July 4th, 1969 Memorial Bench

The July 4, 1969 Memorial Bench looks out across the lake.

(Photo by Susan Schwartz Salontay)

The idea for the memorial bench started exactly five years ago. I was in Lakewood on business. I stopped for lunch at the downtown restaurant Souper Market and picked up a Lakewood Observer.

I was very moved by the article Lakewood resident Gary Rice had written for the 45th anniversary of the storm. He had graduated with my sister the month before the storm. He wrote that her passing had inspired him to take her declared college major in education as his own.

I finished the article and my lunch, and did something I never thought I would do again. I drove down Belle Ave and entered Lakewood Park.

The bandstand seemed to be the only structure that was remotely the same. I had been told this is where my sister was killed by falling trees. I had been there that day, but was with a girlfriend taking refuge in a home nearby. As I drew closer, I saw hundreds of memorial plaques on benches, and sidewalk bricks. I spent a good bit of time looking for one that remembered the historic storm of July 4, 1969 but found nothing.

My next stop was City Hall where I left a note for my former classmate and the current mayor, Mike Summers, asking how to purchase a memorial bench for my sister. Mike caught up with me a week later and told me that after talking to other members of the class reunion committee, the decision had been made to have the class donate the funds. In the summer of '69, our class had just graduated from the three junior highs and was entering Lakewood High in the fall. Obviously, the event was seared in everyone’s memory, although I was the only classmate who lost a sibling.

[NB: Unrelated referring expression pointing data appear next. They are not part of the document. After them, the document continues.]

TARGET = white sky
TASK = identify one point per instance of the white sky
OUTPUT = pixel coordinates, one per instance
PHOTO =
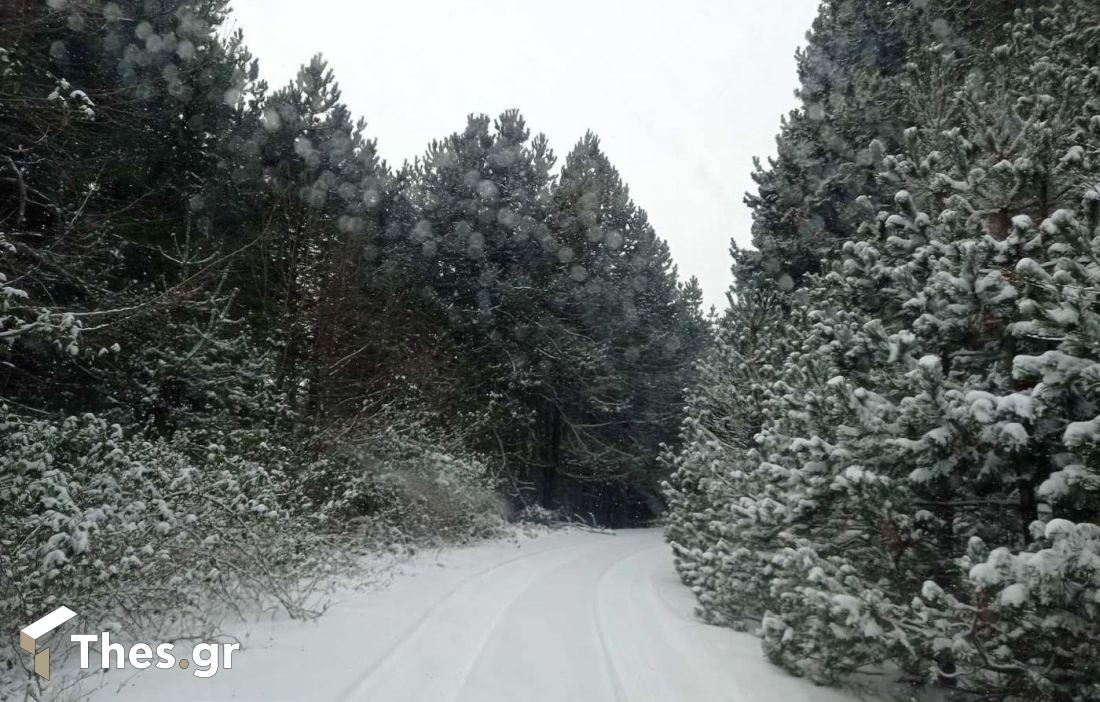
(682, 94)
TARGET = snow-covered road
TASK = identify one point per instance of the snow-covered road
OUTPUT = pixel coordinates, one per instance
(568, 616)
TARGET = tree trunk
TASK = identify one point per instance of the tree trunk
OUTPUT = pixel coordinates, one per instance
(551, 458)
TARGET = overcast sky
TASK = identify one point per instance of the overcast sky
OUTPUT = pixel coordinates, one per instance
(682, 92)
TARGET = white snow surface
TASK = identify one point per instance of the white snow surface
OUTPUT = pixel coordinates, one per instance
(570, 615)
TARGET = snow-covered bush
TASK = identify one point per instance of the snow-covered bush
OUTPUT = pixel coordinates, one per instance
(141, 534)
(402, 475)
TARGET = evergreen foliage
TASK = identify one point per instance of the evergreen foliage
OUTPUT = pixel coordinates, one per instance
(237, 348)
(902, 468)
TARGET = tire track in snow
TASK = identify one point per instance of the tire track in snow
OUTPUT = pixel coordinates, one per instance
(597, 615)
(505, 611)
(355, 690)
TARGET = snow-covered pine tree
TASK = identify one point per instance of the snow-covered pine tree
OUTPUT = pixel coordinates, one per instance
(925, 485)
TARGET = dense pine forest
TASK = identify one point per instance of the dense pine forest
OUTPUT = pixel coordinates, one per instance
(237, 348)
(240, 352)
(892, 457)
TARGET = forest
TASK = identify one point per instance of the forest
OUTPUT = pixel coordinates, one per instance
(891, 456)
(237, 348)
(239, 351)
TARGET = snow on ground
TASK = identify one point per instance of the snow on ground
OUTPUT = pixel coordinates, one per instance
(570, 616)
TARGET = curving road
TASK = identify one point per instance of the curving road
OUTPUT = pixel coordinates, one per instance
(570, 616)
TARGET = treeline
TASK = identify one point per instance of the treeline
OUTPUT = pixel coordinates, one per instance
(892, 458)
(231, 333)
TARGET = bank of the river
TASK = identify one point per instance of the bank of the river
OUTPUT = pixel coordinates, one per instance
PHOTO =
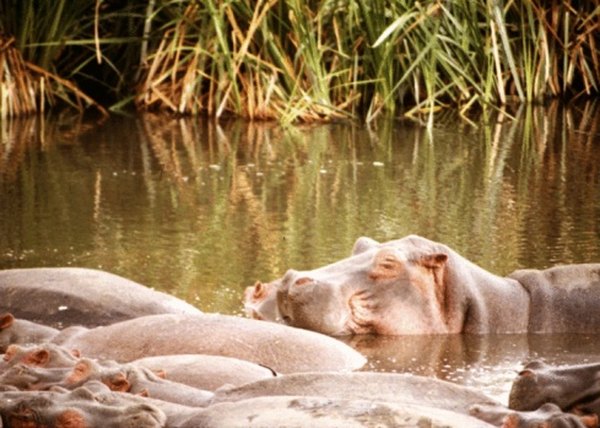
(296, 60)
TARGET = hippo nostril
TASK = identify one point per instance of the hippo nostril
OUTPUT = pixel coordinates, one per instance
(304, 281)
(289, 276)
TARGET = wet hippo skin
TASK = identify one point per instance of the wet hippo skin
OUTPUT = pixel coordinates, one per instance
(281, 348)
(546, 416)
(416, 286)
(573, 388)
(77, 296)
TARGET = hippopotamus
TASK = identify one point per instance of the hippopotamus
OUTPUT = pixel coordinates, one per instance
(548, 415)
(573, 388)
(13, 331)
(44, 355)
(207, 372)
(417, 286)
(278, 347)
(403, 388)
(136, 380)
(326, 412)
(78, 296)
(75, 409)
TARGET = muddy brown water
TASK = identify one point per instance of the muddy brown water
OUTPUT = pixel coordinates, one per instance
(201, 210)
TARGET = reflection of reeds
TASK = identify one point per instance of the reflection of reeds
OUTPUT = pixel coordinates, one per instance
(18, 135)
(25, 88)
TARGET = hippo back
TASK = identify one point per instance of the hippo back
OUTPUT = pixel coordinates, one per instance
(75, 296)
(563, 298)
(281, 348)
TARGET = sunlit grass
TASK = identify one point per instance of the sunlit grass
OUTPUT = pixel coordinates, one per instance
(298, 60)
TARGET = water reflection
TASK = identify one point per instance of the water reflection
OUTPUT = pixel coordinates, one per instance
(489, 362)
(201, 209)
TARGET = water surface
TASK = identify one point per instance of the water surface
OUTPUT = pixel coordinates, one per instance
(202, 210)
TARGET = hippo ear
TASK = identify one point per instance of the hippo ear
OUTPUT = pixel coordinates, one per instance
(6, 320)
(527, 373)
(80, 372)
(118, 383)
(433, 261)
(386, 265)
(363, 244)
(37, 358)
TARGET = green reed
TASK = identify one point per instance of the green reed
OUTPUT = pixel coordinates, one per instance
(299, 60)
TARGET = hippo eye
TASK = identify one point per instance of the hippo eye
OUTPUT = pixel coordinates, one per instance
(304, 281)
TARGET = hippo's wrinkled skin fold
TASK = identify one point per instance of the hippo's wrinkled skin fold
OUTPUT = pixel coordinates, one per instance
(416, 286)
(573, 388)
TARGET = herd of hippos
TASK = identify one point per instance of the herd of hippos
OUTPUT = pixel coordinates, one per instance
(86, 348)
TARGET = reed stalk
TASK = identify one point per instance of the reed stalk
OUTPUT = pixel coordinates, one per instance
(299, 60)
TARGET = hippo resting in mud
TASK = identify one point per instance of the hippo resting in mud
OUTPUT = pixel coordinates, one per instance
(75, 296)
(278, 347)
(416, 286)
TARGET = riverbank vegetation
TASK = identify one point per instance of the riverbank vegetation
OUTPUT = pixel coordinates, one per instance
(296, 60)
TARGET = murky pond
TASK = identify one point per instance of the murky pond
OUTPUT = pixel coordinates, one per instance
(201, 210)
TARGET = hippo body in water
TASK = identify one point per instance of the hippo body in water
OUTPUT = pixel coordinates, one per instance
(574, 388)
(416, 286)
(63, 297)
(278, 347)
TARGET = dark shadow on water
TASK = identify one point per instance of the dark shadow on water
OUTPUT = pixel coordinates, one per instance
(488, 362)
(201, 210)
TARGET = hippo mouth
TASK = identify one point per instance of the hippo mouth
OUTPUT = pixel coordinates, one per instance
(362, 309)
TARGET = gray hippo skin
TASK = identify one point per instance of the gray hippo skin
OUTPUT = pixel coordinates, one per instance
(207, 372)
(573, 388)
(416, 286)
(281, 348)
(386, 387)
(18, 331)
(547, 416)
(63, 297)
(75, 409)
(326, 412)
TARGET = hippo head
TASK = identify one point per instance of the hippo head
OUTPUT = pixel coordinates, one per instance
(260, 301)
(379, 286)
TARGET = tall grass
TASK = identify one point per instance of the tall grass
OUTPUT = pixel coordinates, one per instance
(299, 60)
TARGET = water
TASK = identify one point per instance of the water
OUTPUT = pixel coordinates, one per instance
(202, 210)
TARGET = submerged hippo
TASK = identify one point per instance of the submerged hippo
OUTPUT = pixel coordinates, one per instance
(75, 409)
(76, 296)
(416, 286)
(278, 347)
(549, 415)
(573, 388)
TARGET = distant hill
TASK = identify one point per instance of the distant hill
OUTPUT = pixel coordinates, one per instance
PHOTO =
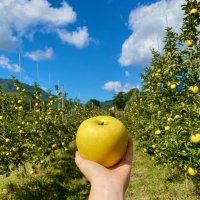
(7, 86)
(108, 102)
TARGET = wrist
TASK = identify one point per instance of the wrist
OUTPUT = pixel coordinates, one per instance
(106, 191)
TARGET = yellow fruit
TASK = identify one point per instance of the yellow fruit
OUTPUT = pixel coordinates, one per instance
(194, 89)
(167, 128)
(7, 140)
(189, 43)
(54, 146)
(173, 86)
(102, 139)
(158, 132)
(144, 150)
(177, 117)
(194, 11)
(191, 171)
(159, 84)
(195, 138)
(153, 146)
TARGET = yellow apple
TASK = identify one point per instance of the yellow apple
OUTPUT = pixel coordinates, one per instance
(195, 138)
(159, 84)
(158, 132)
(194, 89)
(167, 128)
(173, 86)
(189, 43)
(194, 11)
(102, 139)
(7, 140)
(191, 171)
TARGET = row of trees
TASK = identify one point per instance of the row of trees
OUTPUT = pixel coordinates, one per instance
(166, 116)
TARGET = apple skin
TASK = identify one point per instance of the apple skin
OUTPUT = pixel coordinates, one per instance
(102, 139)
(189, 43)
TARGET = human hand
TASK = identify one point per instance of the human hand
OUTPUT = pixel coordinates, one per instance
(107, 183)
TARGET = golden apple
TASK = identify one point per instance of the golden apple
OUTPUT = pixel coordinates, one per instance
(191, 171)
(189, 43)
(173, 86)
(102, 139)
(195, 138)
(194, 11)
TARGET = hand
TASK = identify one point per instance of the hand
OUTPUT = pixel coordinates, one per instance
(107, 183)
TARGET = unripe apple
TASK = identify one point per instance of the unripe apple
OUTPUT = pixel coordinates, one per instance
(102, 139)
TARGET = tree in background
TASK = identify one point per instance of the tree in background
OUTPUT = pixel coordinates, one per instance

The project was spearheaded by our homecoming queen and reunion chair, Anita Weber Rhea. The website and donation apparatus was put together by class brainiac Ellen McFarland Matheny and the email blast resulted in our collecting the $1200 needed within a two day period. I wrote all the thank-you notes.

The bench was completed and installed the following summer, just in time for our annual class picnic held in Lakewood Pavilion. At some point, everyone present walked down to the new lakefront promenade and viewed the bench, which is closest to the Solstice Steps.

The plaque reads:        
                                                       July 4, 1969
                                        Greta Schwartz / Dagmar Dolejs
                                         Donated by the LHS class of 72

Everyone present felt proud that our class was the one to commemorate this event.

For me, the park suddenly came alive again. Instead of a foreboding place of sadness, I now saw all the wonderful improvements and smiled at all the families enjoying this wonderful park with their loved ones. At least once a year, I visit and sit on the bench.

It’s all good. My sister is remembered.